Sport is mostly a dull thing to me. I was your typical specs ‘n’ textbook brainiac in school, and PE lessons rolled around on the timetable like a twice-weekly Room 101, performed in bri-nylon hotpants. The only time I ever threw a javelin, it went backwards. Hurdles, being at the approximate height of my armpits, were a bit of a challenge. I did make the school hockey team, but as goalie, a position where the only skill involved is intimidating the opposition by wearing really enormous clown shoes. Watching sport therefore tends to reduce me to a pimply-legged shivering 14-year-old, attempting to do cross-country half-naked through the streets of my home town to the sonorous hooting of passing cars.
But not rugby. It’s not a sport in Wales, not really: it’s a fandom. You buy the shirt; you argue about the team selection, favourites, past glories; you bellow like a loon at the telly, as if volume alone can spur your heroes on to glory, and then dissect and revisit and delight. It’s like Doctor Who, only with really muscular thighs.
For me, too, there’s a whopping chunk of nostalgia: going into Cardiff on match days to mooch round the shops and soak up the atmosphere, then home to line up on the sofa and holler (with a half-time cake to soothe nerves). The real joy is that I grew up watching the 80s, when we were mostly crap. And now? Well, look at Ryan’s face. 😀
I keep failing to babble properly about Scarlett Thomas’s The End of Mr Y – partly because I’m not sure I can describe it. It’s a university novel: Ariel, impoverished student, is writing a PhD on ‘thought experiments’ in philosophy and literature while conducting an inappropriate affair and trying not to starve to death. It’s a book within a book: The End of Mr Y is a deeply obscure Victorian novel, said to curse anyone who reads it. It’s a sci-fi fantasy with bonus time-travel: the cursed novel isn’t fiction, but a key to a parallel world. It’s a thriller with evil agents and death threats, a romance, a genuinely complex and thought-provoking reflection on relationships, on time, on selfhood. It’s twelve books at once, and yet it never for a moment feels muddled or overstretched. Fascinating, intelligent, witty, brain-breaking – all the good things. I loved it. (I’m told by several that her PopCo is equally good: one for the Big List Of Things To Get Round To Reading.)
Biscuits & Lies progresses in lurches rather than leaps and bounds, but progress is progress. I’m still having fun with it, anyway (it’s reached the ‘Susie makes herself get some work done by coming up with stupid jokes’ stage, which is quite fundamental to my working routine). Publication of Big Woo (April 7th! That’s actually quite soon!) continues to impend. I’m still working on The Website, but all will be unveiled once there’s some ‘all’ to unveil. In the meantime, the US bound proof (a pre-publication version they send out to drum up interest) has already got a few bloggers Stateside talking, and in glowing terms too. Woo!

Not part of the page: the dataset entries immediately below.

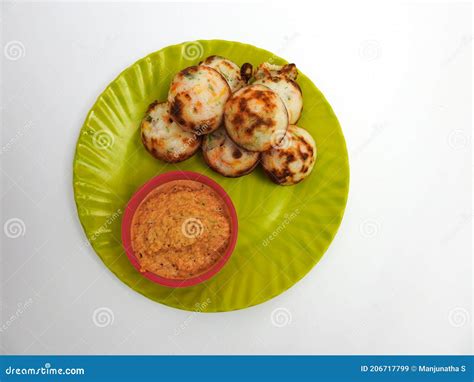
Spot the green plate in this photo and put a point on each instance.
(283, 231)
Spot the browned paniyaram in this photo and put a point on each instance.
(180, 230)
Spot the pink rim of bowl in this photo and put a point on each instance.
(138, 198)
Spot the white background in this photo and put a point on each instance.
(398, 276)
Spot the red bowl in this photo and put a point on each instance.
(143, 192)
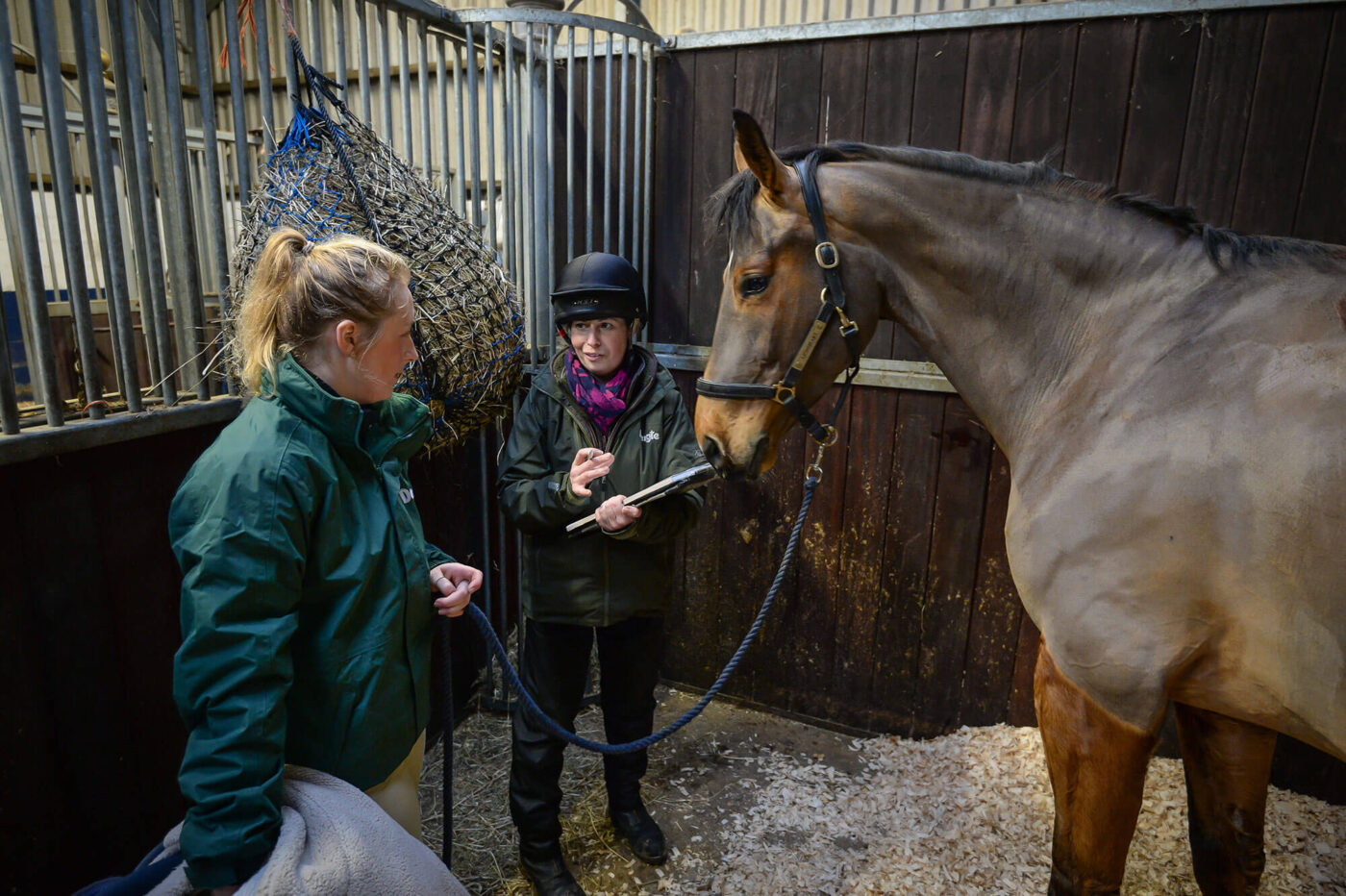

Suspecting my house is trying to kill me (ceilings falling down, microwaves on fire: Coming Soon: LOCUSTS!); watching Sunshine (an interesting take on the ‘people trapped inside a spaceship’ genre – but what the hell is the glittery gold spacesuit all about? Did no one tell the costume guys that the official colours of space travel are white and silver?); painting my fingernails Incredible Hulk green.